Daniel Edward Howard was the President of Liberia from 1912 to 1920. The finances of Liberia were so shaky that the pay of government employees was often suspended for months at a time.

===Rebellion of indigenous===
In 1915, the coastal Kru people, who had long resisted Monrovia's authority, rose in rebellion, declaring their loyalty to Great Britain and demanding annexation by the Sierra Leone Colony and Protectorate. In response, the United States diverted the USS Chester to Africa en route home from Ottoman Turkey to help quash the uprising.

===World War I===

At the outbreak of World War I, President Howard attempted to maintain the country's neutrality. However, he tended to support the Allies, whose colonial territories in Africa surrounded Liberia and whose naval superiority quickly disrupted trade with Germany. As Germany was Liberia's major trading partner, the loss of customs revenue severely impacted government finances. What little revenue remained was diminished by the blockade imposed by German submarines which effectively halted trade between Liberia and the Allies as well. Since Liberia's economy was almost completely dependent on export revenues, this sudden evaporation of customs revenues forced Liberia to postpone payment on the $1.7 million loan, and led President Daniel E. Howard to seek a $5 million loan from the Woodrow Wilson Administration. However, the United States Congress refused to approve the loan.

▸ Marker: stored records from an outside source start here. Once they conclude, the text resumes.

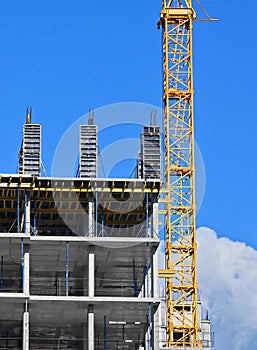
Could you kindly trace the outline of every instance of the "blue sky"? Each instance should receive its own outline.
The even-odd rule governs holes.
[[[202,4],[219,21],[194,27],[195,131],[206,168],[197,225],[256,249],[257,3]],[[160,9],[161,0],[0,2],[0,172],[16,171],[28,105],[43,125],[48,173],[59,139],[90,107],[162,106]]]
[[[194,28],[195,129],[207,181],[198,226],[257,248],[256,26],[239,0],[203,5],[219,22]],[[2,172],[16,170],[28,105],[43,124],[48,173],[59,138],[90,107],[161,107],[160,7],[146,0],[1,1]],[[244,4],[244,13],[256,10],[255,2]]]

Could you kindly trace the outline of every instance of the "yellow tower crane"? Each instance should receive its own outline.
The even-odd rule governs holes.
[[[167,347],[199,348],[192,0],[163,0]]]

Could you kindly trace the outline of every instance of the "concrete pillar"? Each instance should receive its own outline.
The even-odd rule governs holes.
[[[159,350],[159,306],[152,306],[152,349]]]
[[[29,271],[30,271],[30,254],[24,254],[24,281],[23,281],[23,293],[26,296],[29,295]]]
[[[152,250],[152,297],[159,297],[159,254],[158,249]]]
[[[88,252],[88,296],[95,295],[95,253],[94,247],[89,247]]]
[[[94,314],[94,305],[88,305],[88,350],[94,350],[95,343],[95,314]]]
[[[22,350],[29,350],[29,313],[23,314],[23,345]]]
[[[25,233],[30,233],[30,196],[29,191],[25,192],[25,207],[24,207],[24,216],[25,216]]]
[[[158,202],[153,203],[152,230],[153,230],[152,237],[158,238],[158,232],[159,232]]]
[[[94,199],[91,196],[88,201],[88,236],[94,236]]]

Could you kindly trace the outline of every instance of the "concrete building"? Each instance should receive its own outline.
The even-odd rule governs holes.
[[[159,348],[161,182],[97,179],[90,124],[79,178],[24,171],[31,118],[20,174],[0,175],[0,349]]]

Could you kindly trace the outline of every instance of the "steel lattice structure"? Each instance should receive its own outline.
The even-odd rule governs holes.
[[[167,346],[198,342],[191,0],[163,1]]]

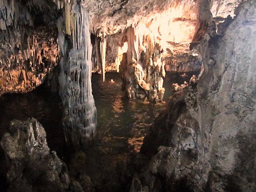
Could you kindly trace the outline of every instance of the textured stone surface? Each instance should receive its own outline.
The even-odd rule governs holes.
[[[53,6],[49,1],[0,1],[0,94],[31,91],[57,65]]]
[[[58,20],[61,51],[58,80],[66,141],[77,148],[86,146],[95,135],[97,115],[92,89],[92,47],[88,13],[84,4],[79,1],[71,7],[66,6],[66,18],[61,16]],[[71,18],[67,19],[69,16]]]
[[[141,150],[151,159],[131,191],[256,190],[255,8],[239,6],[222,36],[208,29],[197,48],[204,73],[152,125]]]
[[[81,191],[67,166],[50,152],[46,133],[35,119],[13,120],[1,140],[10,191]]]

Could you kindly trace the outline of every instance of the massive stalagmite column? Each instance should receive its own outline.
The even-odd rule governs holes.
[[[70,5],[65,9],[70,9]],[[91,84],[92,45],[88,14],[77,1],[65,11],[65,26],[58,20],[59,45],[62,53],[59,76],[60,95],[65,106],[66,140],[84,146],[95,134],[96,109]],[[66,28],[66,29],[65,29]],[[70,36],[64,36],[63,31]]]

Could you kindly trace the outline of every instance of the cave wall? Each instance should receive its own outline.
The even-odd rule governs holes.
[[[61,50],[59,95],[64,106],[63,129],[72,150],[85,148],[96,134],[96,109],[92,89],[90,23],[84,2],[65,2],[58,19]]]
[[[59,61],[55,4],[0,1],[0,94],[41,84]]]
[[[131,191],[256,190],[256,2],[233,10],[220,36],[207,2],[199,2],[199,26],[207,28],[196,48],[204,73],[197,87],[173,95],[151,126],[141,152],[150,160]]]

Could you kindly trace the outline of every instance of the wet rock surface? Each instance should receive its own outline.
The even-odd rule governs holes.
[[[41,84],[58,62],[53,2],[0,2],[0,94]]]
[[[222,36],[203,36],[204,73],[155,121],[141,149],[150,160],[131,191],[256,190],[255,8],[241,4]]]
[[[1,146],[10,191],[82,191],[66,164],[50,151],[46,133],[35,119],[13,120]]]

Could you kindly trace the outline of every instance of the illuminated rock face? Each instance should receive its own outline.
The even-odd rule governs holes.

Despite German protests, Howard allowed the French to operate a wireless station in the capital, Monrovia. Realizing that their complaints were in vain, the Germans sent a submarine to attack the city in 1917, forcing the reluctant Howard to side with the Allies and declare war on Germany on 12 January 1918. In April, the German bombing of Monrovia caused destruction to the city and the navy.

Liberia then liquidated the property of German nationals in Liberia. The money generated from this liquidation was deposited into the Liberian government bank account to compensate for loss of revenue from the blockade. The war ended in 1918, and Liberia's legislature ratified the Treaty of Versailles.

===Territorial conflicts===
In 1919, Liberia became a charter member of the League of Nations.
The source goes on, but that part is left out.